But the BNF acknowledges that this guidance comes with caveats: “There are likely to be population health benefits of increasing fish intakes, but this needs to be balanced with sustainability concerns.” The question, according to Kerry Lyne of the Marine Conservation Society, is not ‘fish or meat’ but understanding where the fish is from, how it is caught or farmed and the species.
Some seafood can have a lower environmental impact than meat, but that comparison tends to focus on climate. Bottom trawling can remove up to a quarter of seabed life in a single pass and releases an estimated 370 million tonnes of carbon dioxide each year. Farmed salmon can generate higher emissions than chicken and relies on feed made from wild fish.

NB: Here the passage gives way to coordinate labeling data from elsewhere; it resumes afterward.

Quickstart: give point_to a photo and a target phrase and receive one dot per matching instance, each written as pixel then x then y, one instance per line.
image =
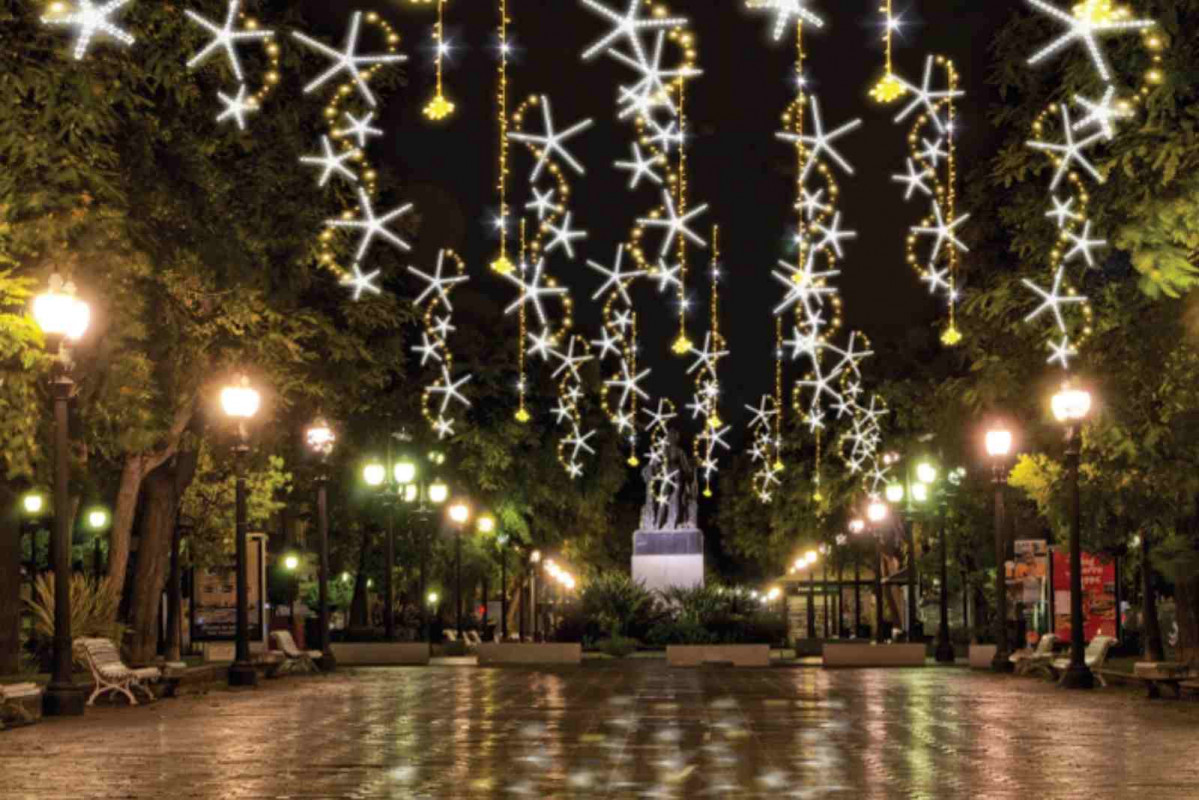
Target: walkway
pixel 625 729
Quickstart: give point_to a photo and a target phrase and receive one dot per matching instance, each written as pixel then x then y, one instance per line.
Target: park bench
pixel 1028 661
pixel 1095 656
pixel 110 674
pixel 294 657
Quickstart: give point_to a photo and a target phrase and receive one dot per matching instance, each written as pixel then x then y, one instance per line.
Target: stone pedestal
pixel 668 558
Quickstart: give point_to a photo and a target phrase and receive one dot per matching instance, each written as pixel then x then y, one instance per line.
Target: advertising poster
pixel 1098 595
pixel 215 599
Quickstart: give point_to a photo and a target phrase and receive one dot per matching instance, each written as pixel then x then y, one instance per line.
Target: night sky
pixel 735 162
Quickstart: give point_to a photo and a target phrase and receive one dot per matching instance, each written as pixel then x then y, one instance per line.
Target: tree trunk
pixel 10 584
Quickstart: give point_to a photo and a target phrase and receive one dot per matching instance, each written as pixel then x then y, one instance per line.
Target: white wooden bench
pixel 110 674
pixel 294 657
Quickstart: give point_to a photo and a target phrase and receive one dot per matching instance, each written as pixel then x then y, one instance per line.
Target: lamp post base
pixel 62 701
pixel 1078 677
pixel 242 674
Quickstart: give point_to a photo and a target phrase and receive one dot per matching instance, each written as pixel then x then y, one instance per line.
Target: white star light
pixel 373 226
pixel 531 292
pixel 542 203
pixel 437 283
pixel 1061 211
pixel 675 224
pixel 914 180
pixel 925 96
pixel 91 19
pixel 1085 30
pixel 550 142
pixel 449 389
pixel 618 278
pixel 626 25
pixel 1083 245
pixel 330 162
pixel 639 167
pixel 1052 300
pixel 564 236
pixel 821 142
pixel 361 283
pixel 347 60
pixel 943 232
pixel 1068 150
pixel 224 37
pixel 360 128
pixel 236 107
pixel 1101 113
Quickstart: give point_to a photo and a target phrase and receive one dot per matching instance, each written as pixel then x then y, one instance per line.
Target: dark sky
pixel 736 163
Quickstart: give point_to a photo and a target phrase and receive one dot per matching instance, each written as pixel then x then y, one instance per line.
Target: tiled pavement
pixel 626 731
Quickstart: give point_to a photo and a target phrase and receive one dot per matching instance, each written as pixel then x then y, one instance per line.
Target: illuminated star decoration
pixel 1068 151
pixel 1085 25
pixel 675 224
pixel 618 278
pixel 1052 300
pixel 362 282
pixel 360 128
pixel 91 20
pixel 236 107
pixel 330 162
pixel 347 60
pixel 821 142
pixel 373 226
pixel 943 232
pixel 550 142
pixel 1083 244
pixel 437 283
pixel 639 167
pixel 925 96
pixel 627 25
pixel 224 37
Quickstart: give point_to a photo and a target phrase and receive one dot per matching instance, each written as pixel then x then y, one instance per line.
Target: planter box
pixel 737 655
pixel 873 655
pixel 981 655
pixel 380 654
pixel 514 653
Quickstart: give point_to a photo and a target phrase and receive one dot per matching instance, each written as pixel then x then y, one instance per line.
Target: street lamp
pixel 999 446
pixel 1071 407
pixel 320 439
pixel 61 317
pixel 240 403
pixel 459 512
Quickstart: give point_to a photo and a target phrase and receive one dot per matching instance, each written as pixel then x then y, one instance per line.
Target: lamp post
pixel 999 445
pixel 877 511
pixel 1071 407
pixel 320 439
pixel 240 403
pixel 459 512
pixel 62 318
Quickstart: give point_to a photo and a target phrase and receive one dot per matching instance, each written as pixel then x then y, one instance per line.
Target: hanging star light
pixel 224 37
pixel 90 20
pixel 347 60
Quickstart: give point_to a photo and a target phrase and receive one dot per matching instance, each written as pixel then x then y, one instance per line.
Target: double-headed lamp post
pixel 320 439
pixel 240 403
pixel 1071 407
pixel 459 513
pixel 62 318
pixel 999 446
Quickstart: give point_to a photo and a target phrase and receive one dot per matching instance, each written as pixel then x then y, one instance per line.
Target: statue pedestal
pixel 668 558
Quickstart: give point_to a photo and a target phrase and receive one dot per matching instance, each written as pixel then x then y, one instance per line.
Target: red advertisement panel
pixel 1098 595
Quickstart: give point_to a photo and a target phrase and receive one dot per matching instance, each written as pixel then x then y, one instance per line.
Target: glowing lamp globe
pixel 1071 405
pixel 999 443
pixel 59 313
pixel 241 400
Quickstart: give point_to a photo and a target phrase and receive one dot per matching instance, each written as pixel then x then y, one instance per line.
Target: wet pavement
pixel 630 729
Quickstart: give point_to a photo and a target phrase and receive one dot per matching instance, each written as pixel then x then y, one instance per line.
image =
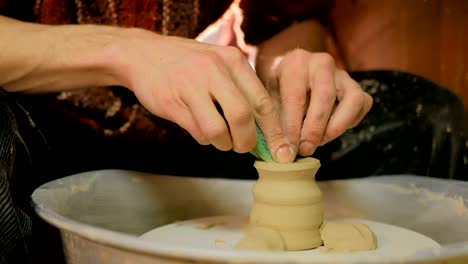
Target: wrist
pixel 61 58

In the UK, just five species – salmon, cod, haddock, tuna and prawns – account for roughly 80 per cent of seafood consumption.
Even protected areas are showing signs of strain. Nearly 40 per cent of England’s seas are designated as protected marine areas, yet between 2020 and 2024, more than 1.3 million tonnes of fish were still caught within them. In the case of North East Atlantic mackerel, scientists recommended a 70 per cent reduction in catches; governments agreed to cut just 48 per cent. Earlier this year, Waitrose became the first UK retailer to suspend sales of mackerel, long considered one of the more sustainable options.